The success of SRK’s full-fledged return—not considering the Brahmastra cameo—to the big screen four years after Anand L Rai’s Zero in 2018, is not just in the crores that it has amassed at the box office (Rs 219.6 crore gross worldwide in a two-day run as per the producers, Yash Raj Films) or the innumerable records that it has shattered. It’s in the razor-sharp line (dialogue by Abbas Tyrewalathat is wonderfully in sync with SRK’s own sensibility) that emphatically asserts: “Pathaan zinda hai”.Bollywood and SRK are alive despite innumerable blows. In fact, they are more resilient and stronger.
Pathaan marks the dawn of a new role for SRK where the reel melds with the real. Borrowing a dialogue from the film itself, just when you thought that the chapter was over, he has written a whole new book. The actor, superstar, entertainer, glib talker, charmer, money-spinner, businessman and global soft power turns into an unequivocal hate-repellant, armed with his unique brand of love and characteristic humour.
When Pakistani ISI spy Rubina Mohsin (Deepika Padukone) asks Pathaan if he is a Muslim, he says he doesn’t know, that he is an orphan who was left in a cinema hall by his parents, a place that has never been about any religion other than success—commercial or artistic.
The Hindi film industry has been one of the most secular cultural institutions in India. Yet it has been split wide open and polarised in the last few years. The backlash against the industry since the death by suicide case of actor Sushant Singh Rajput in 2020 has also meant allegations of sleaze and immorality.
Pathaan’s filmi origin story then is SRK’s call for sanity, harking back to the inclusive spirit at a time when Bollywood has been at receiving bans and boycotts by reactionaries. Pathaan itself was in the eye of the storm over its song “Besharam Rang” featuring a saffron-coloured bikini. Things came to such a pass that Prime Minister Narendra Modi at the Bhartiya Janta Party’s recent National Executive meeting had to reproach the party leaders and workers for making “unnecessary comments” on “irrelevant issues” like movies.SRK, his family, films and business have been targeted. His son Aryan Khan, arrested on charges of possessing drugs, had to spend time in jail though he was later found not guilty.

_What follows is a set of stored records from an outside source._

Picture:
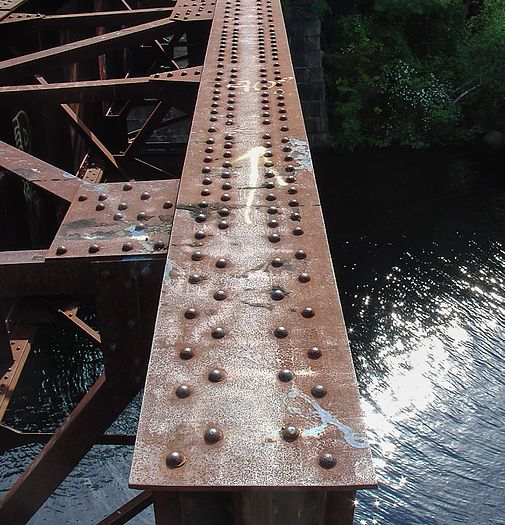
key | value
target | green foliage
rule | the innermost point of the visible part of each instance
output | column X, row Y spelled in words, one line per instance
column 415, row 72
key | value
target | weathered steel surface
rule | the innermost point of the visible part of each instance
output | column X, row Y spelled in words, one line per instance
column 266, row 396
column 117, row 219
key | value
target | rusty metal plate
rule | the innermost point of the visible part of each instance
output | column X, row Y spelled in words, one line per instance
column 193, row 10
column 251, row 382
column 117, row 219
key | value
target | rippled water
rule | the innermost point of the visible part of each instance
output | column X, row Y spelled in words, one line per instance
column 419, row 253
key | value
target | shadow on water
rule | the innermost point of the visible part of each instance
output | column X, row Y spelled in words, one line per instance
column 418, row 245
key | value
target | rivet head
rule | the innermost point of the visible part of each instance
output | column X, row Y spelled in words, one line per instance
column 277, row 295
column 314, row 353
column 175, row 460
column 190, row 313
column 216, row 375
column 186, row 353
column 183, row 391
column 286, row 375
column 290, row 433
column 213, row 435
column 217, row 333
column 318, row 391
column 308, row 312
column 327, row 461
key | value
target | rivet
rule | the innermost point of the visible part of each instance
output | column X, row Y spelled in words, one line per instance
column 183, row 391
column 212, row 435
column 190, row 313
column 216, row 375
column 290, row 433
column 186, row 353
column 217, row 333
column 280, row 332
column 285, row 375
column 175, row 460
column 314, row 353
column 318, row 391
column 327, row 461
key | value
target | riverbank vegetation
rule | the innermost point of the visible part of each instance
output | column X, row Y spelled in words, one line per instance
column 415, row 73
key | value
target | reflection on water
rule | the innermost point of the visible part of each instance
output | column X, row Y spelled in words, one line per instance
column 421, row 272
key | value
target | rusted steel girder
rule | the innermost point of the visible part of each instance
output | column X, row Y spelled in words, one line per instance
column 251, row 382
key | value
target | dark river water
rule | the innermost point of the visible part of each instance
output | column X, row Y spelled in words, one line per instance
column 419, row 252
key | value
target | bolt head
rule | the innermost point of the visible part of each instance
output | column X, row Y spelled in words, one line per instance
column 213, row 435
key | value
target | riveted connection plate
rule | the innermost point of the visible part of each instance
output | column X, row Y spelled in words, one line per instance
column 117, row 219
column 251, row 382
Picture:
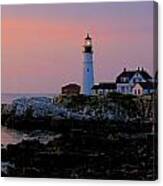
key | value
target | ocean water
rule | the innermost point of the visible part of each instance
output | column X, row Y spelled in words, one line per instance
column 9, row 97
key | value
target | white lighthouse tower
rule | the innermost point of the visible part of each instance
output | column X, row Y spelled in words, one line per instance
column 88, row 74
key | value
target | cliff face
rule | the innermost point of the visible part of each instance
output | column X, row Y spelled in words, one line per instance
column 115, row 107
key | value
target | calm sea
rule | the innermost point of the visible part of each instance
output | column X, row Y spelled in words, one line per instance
column 9, row 97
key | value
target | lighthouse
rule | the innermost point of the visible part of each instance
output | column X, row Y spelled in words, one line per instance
column 88, row 72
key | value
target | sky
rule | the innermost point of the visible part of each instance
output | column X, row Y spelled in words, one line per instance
column 42, row 44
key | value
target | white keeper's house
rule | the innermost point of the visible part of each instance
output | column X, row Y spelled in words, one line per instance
column 127, row 80
column 136, row 82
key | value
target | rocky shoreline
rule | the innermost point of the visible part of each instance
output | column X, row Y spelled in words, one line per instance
column 91, row 151
column 90, row 148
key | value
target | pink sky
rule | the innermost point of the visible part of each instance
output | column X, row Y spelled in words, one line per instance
column 42, row 44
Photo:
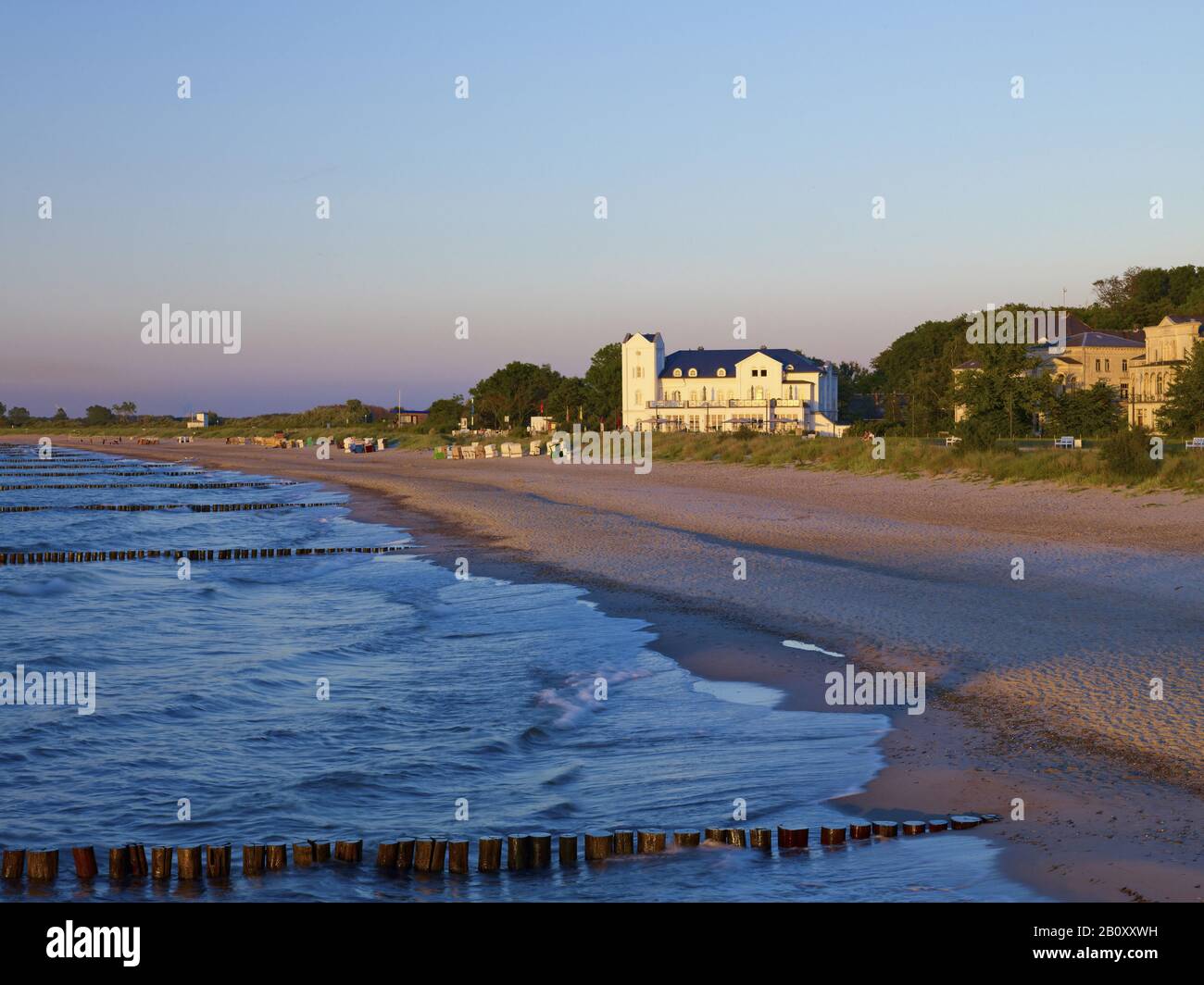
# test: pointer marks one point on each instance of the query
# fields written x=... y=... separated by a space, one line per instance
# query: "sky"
x=483 y=208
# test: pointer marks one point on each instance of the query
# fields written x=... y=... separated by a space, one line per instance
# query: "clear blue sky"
x=483 y=207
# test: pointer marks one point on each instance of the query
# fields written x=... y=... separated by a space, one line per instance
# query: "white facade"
x=725 y=389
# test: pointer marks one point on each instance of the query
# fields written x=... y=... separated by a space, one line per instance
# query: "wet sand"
x=1038 y=689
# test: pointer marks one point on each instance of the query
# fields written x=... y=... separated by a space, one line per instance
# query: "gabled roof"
x=1104 y=339
x=709 y=361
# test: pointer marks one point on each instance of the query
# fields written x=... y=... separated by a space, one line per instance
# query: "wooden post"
x=541 y=849
x=276 y=856
x=489 y=855
x=44 y=865
x=424 y=852
x=518 y=852
x=598 y=844
x=650 y=842
x=188 y=862
x=217 y=861
x=793 y=837
x=85 y=861
x=119 y=862
x=253 y=859
x=13 y=865
x=160 y=862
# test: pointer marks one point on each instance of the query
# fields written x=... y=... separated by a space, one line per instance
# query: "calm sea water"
x=440 y=690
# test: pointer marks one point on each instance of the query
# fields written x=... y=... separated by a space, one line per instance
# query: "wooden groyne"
x=275 y=484
x=440 y=853
x=220 y=554
x=145 y=507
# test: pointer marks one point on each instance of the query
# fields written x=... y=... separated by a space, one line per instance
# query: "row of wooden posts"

Against these odds, SRK makes a statement with a Patriot Act that might be in tune with the narratives currently in vogue but replaces the jingoism with humanism. The song “Jhoome jo Pathaan” is an ode to SRK’s own unique brand of “ishq” which involves protecting the supposed opponent at the cost of your own life. SRK might be a bare-chested macho man but one who needs painkillers for the aches and pains of middle age, who turns a woman, his boss Dimple Kapadia, into the biggest hero of the masculine world.
In the days to come, much will be scrutinised about SRK, the film and its politics. Not just an obvious lack of logic and predictability, it has already started facing the ire of the conservatives and liberals alike, from their two opposing standpoints, on the issue of its portrayal of Article 370, Pakistan, Hindustan, Kashmir, ISI, R&AW.
While both expect the film to be a fierce ideological manifesto of their own kind, SRK prefers to be the subtle subverter calling for mending and healing, friendship, and love and yet brings out a lot of uncomfortable truths if you care to read between the lines or understand meta.
In his first tweet after the declaration of mammoth success, SRK quoted Gattaca movie: “I never saved anything for the swim back”. He then goes on to offer the wisdom of a 57-year-old: “I think life is a bit like that. You aren’t meant toplan your return. You are meant to move forward. Don’t come back. Try to finish what you started.”
Pathaan marks a huge leap forward in an onward journey that started with Fauji in 1988. In these 35 years it never mattered whether you liked, disliked or were indifferent to him. SRK was and is a huge icon. Period. The resounding success of Pathaan in the aftermath of his personal traumas—and of the industry in general—has made him even bigger than he was. You can continue to like, dislike or be indifferent to him. It won’t matter. Amid all the aspirants and pretenders, and the many fake ones propped up, championed and endorsed, he is yet again the one and only resounding answer to the question: “Bollywood ka King kaun?”